The State Department is praising a grass-roots social media campaign that is putting a spotlight on the elusive African warlord Joseph Kony and his heinous Lord’s Resistance Army (LRA).

But at the same time, US diplomats (and in some cases, their African counterparts) want the mostly young people who are suddenly caught up in the get-Kony cyber phenomenon to know this: The US government, central African governments, and numerous nongovernmental organizations have been working for some time to stop Mr. Kony and to address the needs of his victims, from escaped child soldiers to mutilated villagers.

“Certainly we appreciate the efforts of the group Invisible Children to shine a light on the horrible atrocities of the LRA,” said State Department spokeswoman Victoria Nuland, speaking to reporters Thursday.

But she also added, “As you know, there are neighboring states, there are NGO groups who have been working on this problem for decades.” Moreover, she said, the United States has been “very much involved” through support to the countries of East and central Africa where Kony’s army roams and pillages – in particular since last October, when President Obama ordered the dispatching of 100 special forces advisers to assist in the effort to bring down the LRA.

Ms.

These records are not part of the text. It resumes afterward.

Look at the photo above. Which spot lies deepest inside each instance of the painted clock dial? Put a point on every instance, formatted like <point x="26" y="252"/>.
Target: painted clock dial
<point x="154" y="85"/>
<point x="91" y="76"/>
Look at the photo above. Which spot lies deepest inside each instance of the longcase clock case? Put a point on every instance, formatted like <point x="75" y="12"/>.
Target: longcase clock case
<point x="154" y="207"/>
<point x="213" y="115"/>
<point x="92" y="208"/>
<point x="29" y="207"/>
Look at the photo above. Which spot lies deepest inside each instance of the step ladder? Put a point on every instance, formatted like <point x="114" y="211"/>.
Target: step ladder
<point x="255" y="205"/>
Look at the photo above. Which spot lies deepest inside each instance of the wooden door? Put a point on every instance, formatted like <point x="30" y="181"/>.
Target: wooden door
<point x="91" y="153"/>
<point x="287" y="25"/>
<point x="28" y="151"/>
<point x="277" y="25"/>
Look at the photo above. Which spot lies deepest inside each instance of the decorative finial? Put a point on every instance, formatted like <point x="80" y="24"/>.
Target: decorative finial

Nuland’s remarks reflected a bit of the amazement – and yes, frustration – that diplomats from Washington to Kampala, Uganda, have felt at seeing how a half-hour-long video posted on YouTube Monday has alerted millions of young people. It’s an issue that governments have struggled for years to expose and address.

The video, “Kony 2012,” the work of American Jason Russell and his Invisible Children organization, has logged more than 50 million views on YouTube and other video sites.

Nuland praised how the video is raising awareness about Kony and the LRA, saying that “hundreds of thousands of people around the world, especially young people, have been mobilized to express concern” for the people of central Africa who have been Kony’s prey.

She noted that, like many parents across America this week, State Department deputy spokesman Mark Toner learned about the video when his middle-schooler showed it to him.

The State Department, which under Secretary of State Hillary Rodham Clinton has increased efforts to employ social media in US public-diplomacy efforts, supports initiatives like the Kony video, Nuland said. “The degree to which this YouTube video ... increase[s] awareness” is helpful she said, even as she expressed a desire to see that greater awareness “increase support for the work that governments are doing, including our own government.”

Officials in Uganda, where the video is set, are also lauding the exposure of Kony and his horrendous deeds – even as they chide the videomaker for focusing on Uganda, where the LRA was chased out years ago.

“All this hoopla about Kony and his murderous activities is good in a sense that it helps inform those who don’t know the monster that Kony is,” Felix Kulayigye, Uganda’s Defense Ministry spokesman, told  Reuters Friday. “But of course this is too late,” he added. The LRA was driven out of northern Uganda in 2005. 

Kony and the LRA are now thought to be in neighboring Democratic Republic of Congo, where villagers in the dense forest that Kony prefers reported last month a string of telltale raids involving mutilations, theft, and abductions of children – boys to be soldiers, girls to be sex slaves.

The US troops are operating from a base in the Central African Republic and are advising the armies of a number of countries. But they’re not taking part in any raids themselves. Ugandan forces are thought to be the most capable in a campaign that ranges over a large swath of rugged and inaccessible terrain, regional analysts say. But they note that the Ugandan military is barred from entering Congo.

One goal of the Kony video appears to be to preempt any thoughts Mr. Obama might be having of bringing the 100 military advisers home.

Some experts who praise the attention the video is heaping on the issue wonder if it might end up a flash in the pan. They note that books have been written about Kony and investigative reports have aired, but the awareness ultimately died down.

Of course it’s not clear that those efforts reached anything close to 50 million cyber citizens – and counting.